Recalling the outcomes presented in the previous subsections, the selected optimal value of the XUI shall ensure favorable values of the economic (payback period PBP) and environmental (Ḃ_hs2) indices, exergy efficiency η_ex or net power output P_out. Simultaneously, the choice of the total heat transfer area A_tot as the second objective function allows for maintaining the compactness of the system. The fact that XUI is in conflict with the A_tot allows to conclude that the proposed indicator is not effective in minimizing the size of the system. This is mainly because the XUI is strongly affected by the mass flow rate of working fluid ṁ_wf and the increase of the latter leads to the continuous increase of the first one. That is also the main reason for the greater internal exergy destruction rate δḂ_tot associated with a larger value of the XUI which was shown using SI parameter (see Figure 8). Therefore, the XUI can be regarded as the criterion which maximization may lead to the beneficial economic and environmental characteristics. However, the simultaneous significant increase of the system dimensions should be balanced using objective functions, such as: A_tot, δḂ_tot, or SI. In

Table 4. Results of the multi-objective optimization.

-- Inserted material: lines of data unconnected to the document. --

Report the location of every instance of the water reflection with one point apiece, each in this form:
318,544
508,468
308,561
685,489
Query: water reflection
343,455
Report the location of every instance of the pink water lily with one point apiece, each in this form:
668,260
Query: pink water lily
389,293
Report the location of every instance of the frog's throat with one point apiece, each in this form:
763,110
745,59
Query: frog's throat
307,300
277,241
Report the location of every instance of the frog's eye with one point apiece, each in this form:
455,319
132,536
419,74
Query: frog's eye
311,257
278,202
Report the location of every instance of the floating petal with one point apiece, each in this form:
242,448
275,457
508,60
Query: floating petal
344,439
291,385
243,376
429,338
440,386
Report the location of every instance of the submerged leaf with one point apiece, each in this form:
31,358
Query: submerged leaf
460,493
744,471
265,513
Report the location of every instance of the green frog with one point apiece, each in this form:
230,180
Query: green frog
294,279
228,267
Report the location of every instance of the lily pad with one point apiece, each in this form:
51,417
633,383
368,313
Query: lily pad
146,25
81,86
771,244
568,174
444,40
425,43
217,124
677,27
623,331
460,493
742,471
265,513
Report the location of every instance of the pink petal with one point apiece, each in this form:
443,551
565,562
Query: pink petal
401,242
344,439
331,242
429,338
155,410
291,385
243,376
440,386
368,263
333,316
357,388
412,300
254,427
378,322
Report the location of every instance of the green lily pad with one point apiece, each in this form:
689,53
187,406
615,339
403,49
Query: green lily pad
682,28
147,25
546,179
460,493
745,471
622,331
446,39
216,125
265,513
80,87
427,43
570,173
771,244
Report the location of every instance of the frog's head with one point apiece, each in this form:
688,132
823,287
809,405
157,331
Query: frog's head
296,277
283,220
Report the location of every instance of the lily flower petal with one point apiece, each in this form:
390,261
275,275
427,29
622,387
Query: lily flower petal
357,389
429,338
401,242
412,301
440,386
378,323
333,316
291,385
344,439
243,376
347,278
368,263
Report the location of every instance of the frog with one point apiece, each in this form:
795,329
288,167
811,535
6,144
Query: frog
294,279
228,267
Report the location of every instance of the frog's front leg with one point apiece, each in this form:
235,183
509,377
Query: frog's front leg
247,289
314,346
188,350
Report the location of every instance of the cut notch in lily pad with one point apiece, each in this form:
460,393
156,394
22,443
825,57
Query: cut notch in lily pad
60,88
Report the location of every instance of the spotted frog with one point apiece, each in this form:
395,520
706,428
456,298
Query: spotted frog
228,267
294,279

Type of Quantity	Symbol	Unit	Min Atot	Selected Optimal Point	Max XUI
decision variables	teva	[°C]	100	94.4	76.2
	tcon	[°C]	37.7	25.1	31.1
	ns	[-]	0.53	0.55	0.55
objective functions	XUI	[%]	47.6	60.1	75.9
	Atot	[m2]	117	146	176
ORC parameters	ṁwf	[kg s−1]	6.05	7.29	10.6
	ηT	[-]	0.83	0.82	0.83
	ths2	[°C]	86.6	76.0	60.0
	Ḃhs2	[kW]	294	224	135
	Pout	[kW]	113	170	177
exergy-based indicators	ηex	[%]	20.2	30.4	31.6
	WER	[%]	79.8	69.6	68.4
	EEF	[-]	3.94	2.28	2.17
	ESI	[-]	0.25	0.44	0.46
	δḂtot	[kW]	116	144	203
	SI	[-]	0.44	0.43	0.48
energy-based indicator	ε	[%]	31.8	41.9	57.1
economic indicator	PBP	[years]	17.0	10.9	11.2

, the detailed results of the multi-objective optimization are presented. They include the points marked in Figure 11 which correspond to: minimum total heat transfer area (min A_tot), selected optimal point, and maximum exergy utilization index (max XUI).

7. Conclusions

The aim of the study was to introduce a novel exergy indicator for maximizing energy utilization in ORC power plant. The exergy utilization index XUI was analysed by comparing its relationships with selected ORC parameters and performance indicators. Moreover, an illustrative multi-objective optimization using NSGA-II tool was performed in order to reveal the potential for applying XUI as objective function in the performance optimization of ORC power plants. The analysis of the results allowed to draw the following conclusions:

• by maximizing XUI to the value of 75.9%, the outlet temperature of a geothermal water t_hs2 is reduced to the environmental temperature (t_r = 15.0 °C) as close as possible, i.e., to the lowest value (t_hs2 = 60.0 °C) of the constraint imposed on the t_hs2. In other words, the potential of the heat source is maximized by maximizing XUI,
• the value of XUI = ~80% corresponds to the global optima of exergy-based indices which means that high values of XUI may be associated with more sustainable work of the ORC,
• the values of the XUI = ~60%–80% lead to good economic characteristics reflected in low values of the payback period PBP (<11.3 years),
• the maximization of the XUI is beneficial from ecological perspective, since it minimizes the negative impact of the heat carrier on the environment, by reducing the value of outlet exergy flow rate Ḃ_hs2,
• the proposed indicator is not effective in minimizing the size of the system and its maximization leads to the total heat transfer area A_tot which is 50.4% greater than the value obtained while minimizing A_tot.

In general, the XUI seems to be a promising indicator in the optimization of the ORC power plant, particularly in multi-objective analysis, in which its drawbacks can be balanced using the opposite criterion.